I get on my laptop and get on Facebook and laugh at all my loser friends who are on Facebook on a Friday night. I know I’m a loser, too, but it doesn’t phase me. I know I don’t have any real friends. I only have a roommate because I needed a place to live and he needed another person to pay the rent. I think he feels sorry for me. I don’t give a damn. He’s a loser.

I know he’s not really a loser. He’s a business major. One day, he may be the CEO of a major corporation. It doesn’t matter, because only his children will remember him after he’s dead. And then he’s going to be completely forgotten in less than a century. That’s how it goes for everyone. It’s how it’s gonna be for me.

I reach into the mini-fridge and pull out a water bottle. I take a swig and immediately spit it out, tasting it to be vodka, and not water. My roommate started this habit when we were freshmen, hiding alcohol from our R.A.

I put the vodka back in the fridge before plugging my iPod into a nearby speaker and playing music. I don’t give a damn about what type or who the artist is. I just want music: nice, loud music.
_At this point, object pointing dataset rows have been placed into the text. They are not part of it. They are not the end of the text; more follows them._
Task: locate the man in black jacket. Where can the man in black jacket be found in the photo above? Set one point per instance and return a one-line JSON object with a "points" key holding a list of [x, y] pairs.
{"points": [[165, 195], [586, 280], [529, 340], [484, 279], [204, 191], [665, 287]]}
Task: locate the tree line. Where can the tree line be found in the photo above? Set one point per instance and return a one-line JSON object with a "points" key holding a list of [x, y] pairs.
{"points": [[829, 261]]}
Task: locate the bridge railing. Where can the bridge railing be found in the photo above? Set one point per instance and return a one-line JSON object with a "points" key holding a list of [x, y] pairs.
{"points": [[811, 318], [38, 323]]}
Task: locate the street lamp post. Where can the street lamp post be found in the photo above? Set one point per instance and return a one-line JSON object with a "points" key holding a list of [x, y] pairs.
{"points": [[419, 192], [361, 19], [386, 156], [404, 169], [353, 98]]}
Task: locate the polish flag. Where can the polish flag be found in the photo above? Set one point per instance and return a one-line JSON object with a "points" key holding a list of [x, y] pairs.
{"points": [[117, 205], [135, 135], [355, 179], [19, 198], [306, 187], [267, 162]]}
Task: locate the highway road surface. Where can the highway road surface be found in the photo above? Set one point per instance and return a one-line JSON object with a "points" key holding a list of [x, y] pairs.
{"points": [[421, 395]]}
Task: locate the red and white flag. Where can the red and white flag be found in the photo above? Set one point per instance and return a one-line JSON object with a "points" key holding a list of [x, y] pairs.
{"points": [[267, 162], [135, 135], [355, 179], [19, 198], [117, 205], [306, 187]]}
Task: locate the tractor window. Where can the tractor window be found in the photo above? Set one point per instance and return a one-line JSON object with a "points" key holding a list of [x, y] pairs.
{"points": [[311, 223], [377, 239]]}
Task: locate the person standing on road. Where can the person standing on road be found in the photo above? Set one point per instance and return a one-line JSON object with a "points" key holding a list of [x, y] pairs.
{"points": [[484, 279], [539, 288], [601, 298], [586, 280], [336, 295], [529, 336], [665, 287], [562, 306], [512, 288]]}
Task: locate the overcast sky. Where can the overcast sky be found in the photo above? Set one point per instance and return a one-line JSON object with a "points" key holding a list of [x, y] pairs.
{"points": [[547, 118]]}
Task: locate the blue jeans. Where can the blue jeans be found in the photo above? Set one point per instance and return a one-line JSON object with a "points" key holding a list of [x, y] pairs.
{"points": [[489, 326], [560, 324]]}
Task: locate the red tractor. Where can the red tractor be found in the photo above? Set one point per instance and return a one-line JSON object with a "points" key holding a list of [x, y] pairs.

I carry the speaker and iPod into my bedroom and lay down before drifting off to sleep listening to the obscenely loud music.

I didn’t do anything important today. I didn’t buy anything, I didn’t go out and protest anything, I didn’t even get my mail. It doesn’t matter. The world is just going to keep on spinning, whether I fall asleep listening to my loud music or I actually legitimately do something.


I wake up to the sound of heavy machinery. It is way too early in the morning, probably around ten or so. I search for the sound of the noise and look out my window. A crane and wrecking ball are in the parking lot of Sunny Lakes Apartments, the apartment complex across the street from mine. Sunny Lakes: “Where every day is a sunny day,” despite the fact that it rains here more often than anywhere else in the state and the closest lake is an hour’s drive away.

Sunny Lakes Apartments has been standing abandoned for the past year. It was condemned: something about asbestos or the latest builder-grade material that’ll give me cancer now. The sign outside the apartment complex mentions “est. 1971.” The crane swung to and then fro into the building. As it started demolishing the apartments, I considered the nearly forty year-old history of the building being destroyed. Sunny Lakes was probably the dream of some realtor or developer who died a dozen or more years ago. I think of the contractor who was paid to build these apartments, the dozens of people who worked for the contractor, making a living laying bricks and tile. I think of the thousands of tenants who lived there at one point during its history, who wouldn’t even give a damn watching it torn down now. Well, they might, but it wouldn’t matter; they’re too busy doing something else somewhere else.

Just wait until they learn they have cancer from whatever was found in the building.


By noon, the Sunny Lakes Apartments is nothing but a pile of rubble. I look at my roommate’s bed and see him still asleep, soon to be hungover. I realize that I have just spent two hours watching the destruction of a building.